Muitas das pessoas que agora moram nas versões modernas das “Hoovervilles” sofreram a mesma experiência que Scott. Uma mulher disse a rede britânica de rádio e TV BBC que vivia em uma casa de quatro cômodos com dois banheiros. Quando seu marido caiu doente, ficou impossível mantê-la. “Temos muitos negos, que habitualmente iam nos visitar e ficavam em casa. Agora, não quero que venham aqui. Vamos visitá-los”, disse. Ela e seu marido vivem em uma casa sobre rodas. A maioria das atuais “Hoovervilles” respeita o espírito comunitário e estão auto-regulamentadas, disse Scott à IPS. “Existem certas regras.

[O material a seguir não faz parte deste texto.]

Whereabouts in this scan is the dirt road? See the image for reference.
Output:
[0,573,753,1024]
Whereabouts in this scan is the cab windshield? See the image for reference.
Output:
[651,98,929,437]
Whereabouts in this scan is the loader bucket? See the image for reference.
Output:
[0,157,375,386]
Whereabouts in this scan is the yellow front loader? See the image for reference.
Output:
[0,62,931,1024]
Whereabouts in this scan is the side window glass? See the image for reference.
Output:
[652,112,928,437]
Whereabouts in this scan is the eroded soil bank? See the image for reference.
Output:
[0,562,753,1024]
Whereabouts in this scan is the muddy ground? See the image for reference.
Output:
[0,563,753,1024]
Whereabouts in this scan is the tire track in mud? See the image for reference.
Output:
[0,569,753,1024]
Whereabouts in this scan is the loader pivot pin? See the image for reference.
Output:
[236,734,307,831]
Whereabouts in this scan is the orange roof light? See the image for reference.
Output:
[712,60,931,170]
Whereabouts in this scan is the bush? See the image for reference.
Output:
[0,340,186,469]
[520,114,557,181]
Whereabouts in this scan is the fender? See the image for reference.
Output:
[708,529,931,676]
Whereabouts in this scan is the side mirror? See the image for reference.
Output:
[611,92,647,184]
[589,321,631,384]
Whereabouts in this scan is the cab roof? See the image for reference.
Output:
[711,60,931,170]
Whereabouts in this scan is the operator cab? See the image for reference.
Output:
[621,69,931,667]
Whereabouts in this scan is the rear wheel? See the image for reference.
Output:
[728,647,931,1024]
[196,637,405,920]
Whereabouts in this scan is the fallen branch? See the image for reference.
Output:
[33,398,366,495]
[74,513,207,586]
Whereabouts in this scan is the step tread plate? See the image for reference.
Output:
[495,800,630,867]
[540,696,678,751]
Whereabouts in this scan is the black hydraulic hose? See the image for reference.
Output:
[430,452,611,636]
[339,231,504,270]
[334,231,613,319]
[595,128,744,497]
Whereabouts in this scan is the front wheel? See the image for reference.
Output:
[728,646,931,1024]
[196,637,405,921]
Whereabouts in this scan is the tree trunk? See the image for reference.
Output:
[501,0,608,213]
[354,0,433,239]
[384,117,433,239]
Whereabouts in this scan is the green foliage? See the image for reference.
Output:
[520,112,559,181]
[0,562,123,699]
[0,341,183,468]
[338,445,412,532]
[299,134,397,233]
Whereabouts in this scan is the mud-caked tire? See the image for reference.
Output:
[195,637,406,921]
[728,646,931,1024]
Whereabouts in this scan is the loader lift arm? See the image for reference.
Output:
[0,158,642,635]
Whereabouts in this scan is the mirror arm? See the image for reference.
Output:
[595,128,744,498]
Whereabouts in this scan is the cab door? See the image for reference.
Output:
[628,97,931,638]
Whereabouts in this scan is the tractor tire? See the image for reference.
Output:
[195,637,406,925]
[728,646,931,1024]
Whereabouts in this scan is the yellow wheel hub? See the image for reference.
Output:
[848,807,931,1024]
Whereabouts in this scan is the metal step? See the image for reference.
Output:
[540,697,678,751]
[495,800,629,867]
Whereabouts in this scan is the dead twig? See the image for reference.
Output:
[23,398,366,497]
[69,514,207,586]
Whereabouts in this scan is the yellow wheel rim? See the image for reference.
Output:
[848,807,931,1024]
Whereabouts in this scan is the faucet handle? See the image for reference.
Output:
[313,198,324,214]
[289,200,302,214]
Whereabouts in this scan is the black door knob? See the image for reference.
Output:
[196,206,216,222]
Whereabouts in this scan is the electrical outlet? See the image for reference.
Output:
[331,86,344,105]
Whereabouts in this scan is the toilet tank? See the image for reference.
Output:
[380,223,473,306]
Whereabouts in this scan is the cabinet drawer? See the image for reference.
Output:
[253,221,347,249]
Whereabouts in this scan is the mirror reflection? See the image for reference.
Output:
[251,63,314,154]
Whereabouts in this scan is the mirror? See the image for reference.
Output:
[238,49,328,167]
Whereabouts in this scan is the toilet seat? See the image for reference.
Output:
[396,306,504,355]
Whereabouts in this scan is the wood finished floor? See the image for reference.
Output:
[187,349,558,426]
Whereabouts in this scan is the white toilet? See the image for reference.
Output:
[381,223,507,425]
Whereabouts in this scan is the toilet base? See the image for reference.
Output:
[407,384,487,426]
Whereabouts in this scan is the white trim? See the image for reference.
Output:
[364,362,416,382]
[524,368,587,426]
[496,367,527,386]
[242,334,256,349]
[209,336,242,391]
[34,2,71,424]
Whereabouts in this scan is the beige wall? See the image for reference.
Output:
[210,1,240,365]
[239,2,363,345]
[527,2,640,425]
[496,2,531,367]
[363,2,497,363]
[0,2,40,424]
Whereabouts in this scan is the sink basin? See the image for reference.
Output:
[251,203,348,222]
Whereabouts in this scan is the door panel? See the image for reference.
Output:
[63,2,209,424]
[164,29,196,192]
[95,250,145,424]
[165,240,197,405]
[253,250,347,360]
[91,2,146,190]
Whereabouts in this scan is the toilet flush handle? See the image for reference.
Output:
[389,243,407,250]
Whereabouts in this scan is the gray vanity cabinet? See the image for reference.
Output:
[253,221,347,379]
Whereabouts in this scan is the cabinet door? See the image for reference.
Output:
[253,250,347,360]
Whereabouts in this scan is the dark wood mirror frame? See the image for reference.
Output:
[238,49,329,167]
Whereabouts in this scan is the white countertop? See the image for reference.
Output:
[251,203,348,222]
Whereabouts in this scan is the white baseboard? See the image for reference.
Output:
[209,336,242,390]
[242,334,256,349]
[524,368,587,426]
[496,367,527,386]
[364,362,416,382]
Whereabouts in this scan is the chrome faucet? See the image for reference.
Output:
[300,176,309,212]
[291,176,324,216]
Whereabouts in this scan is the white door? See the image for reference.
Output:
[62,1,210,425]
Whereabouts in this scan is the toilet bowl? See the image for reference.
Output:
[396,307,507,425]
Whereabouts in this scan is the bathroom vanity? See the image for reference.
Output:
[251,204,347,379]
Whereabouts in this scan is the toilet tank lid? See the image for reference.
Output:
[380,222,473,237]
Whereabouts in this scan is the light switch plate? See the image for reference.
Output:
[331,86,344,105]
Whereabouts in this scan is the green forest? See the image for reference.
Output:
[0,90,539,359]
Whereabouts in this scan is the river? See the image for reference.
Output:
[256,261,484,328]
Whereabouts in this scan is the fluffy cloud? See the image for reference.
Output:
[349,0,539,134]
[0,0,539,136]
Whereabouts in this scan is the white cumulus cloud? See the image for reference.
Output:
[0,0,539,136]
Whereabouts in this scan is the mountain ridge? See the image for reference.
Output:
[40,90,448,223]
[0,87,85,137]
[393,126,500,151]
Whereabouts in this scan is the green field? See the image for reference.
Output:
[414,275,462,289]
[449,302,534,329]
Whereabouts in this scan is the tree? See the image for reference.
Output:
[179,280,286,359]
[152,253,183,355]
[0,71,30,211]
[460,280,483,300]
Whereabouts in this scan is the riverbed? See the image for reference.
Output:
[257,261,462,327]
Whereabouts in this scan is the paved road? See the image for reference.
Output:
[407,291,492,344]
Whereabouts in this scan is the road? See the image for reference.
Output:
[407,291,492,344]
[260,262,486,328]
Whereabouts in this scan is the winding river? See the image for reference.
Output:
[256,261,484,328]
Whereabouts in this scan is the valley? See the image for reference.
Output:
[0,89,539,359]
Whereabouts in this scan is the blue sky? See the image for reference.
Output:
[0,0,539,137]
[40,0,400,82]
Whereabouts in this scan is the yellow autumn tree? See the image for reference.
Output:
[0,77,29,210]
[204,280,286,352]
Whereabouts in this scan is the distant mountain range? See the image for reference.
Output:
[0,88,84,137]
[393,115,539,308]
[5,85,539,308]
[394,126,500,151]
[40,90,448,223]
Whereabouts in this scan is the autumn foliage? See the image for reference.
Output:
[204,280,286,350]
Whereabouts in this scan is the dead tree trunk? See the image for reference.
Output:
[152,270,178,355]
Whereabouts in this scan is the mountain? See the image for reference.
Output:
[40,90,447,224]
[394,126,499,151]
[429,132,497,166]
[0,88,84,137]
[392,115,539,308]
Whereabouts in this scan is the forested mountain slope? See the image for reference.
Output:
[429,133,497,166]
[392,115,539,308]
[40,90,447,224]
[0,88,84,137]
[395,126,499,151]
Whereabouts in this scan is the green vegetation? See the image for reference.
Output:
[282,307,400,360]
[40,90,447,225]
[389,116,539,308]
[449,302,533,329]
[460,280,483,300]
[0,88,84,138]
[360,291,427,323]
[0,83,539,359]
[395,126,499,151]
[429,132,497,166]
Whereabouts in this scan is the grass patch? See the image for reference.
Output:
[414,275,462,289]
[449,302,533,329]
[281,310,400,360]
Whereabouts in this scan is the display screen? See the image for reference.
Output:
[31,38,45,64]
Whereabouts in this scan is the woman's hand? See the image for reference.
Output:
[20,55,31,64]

Por exemplo, não às drogas, ao álcool e à violência”, disse.

Scott e sua organização apóiam a criação dos assentamentos. “Naturalmente, não são a solução, mas resultam necessários até que se possa encontrar abrigos e casas adequadas”, afirmou. “O assentamento em São Petersburgo, no Estado da Flórida, tem, inclusive, apoio do governo e algumas organizações sem fins lucrativos ajudam em outros semelhantes no resto dopais”, acrescentou. o diretor-executivo do Conselho para uma Política Nacional para os Sem Teto (NPACH), Jeremy Rosen, considera que a recessão econômica vai aumentar sensivelmente o número de pessoas sem um lugar para morar.

Segundo um estudo desta organização, para o Departamento de Habitação e Desenvolvimento Urbano norte-americano (HUD) a definição de uma pessoa sem ter onde morar “não inclui as crianças e as famílias que perderam suas casas, mas vivem temporariamente em hotéis ou com outras pessoas pelo fato de outro tipo de alojamento não ser apropriado ou não estar disponível”. Essas pessoas “se converteram em sem teto ocultos, movendo-se de um lugar a outro. Dormem em automóveis, abrigos, às vezes em casas de amigos ou de familiares. Infelizmente, nosso país prefere ignorar esta realidade e não considera muitos deles como gente sem teto”, acrescentou Rosen.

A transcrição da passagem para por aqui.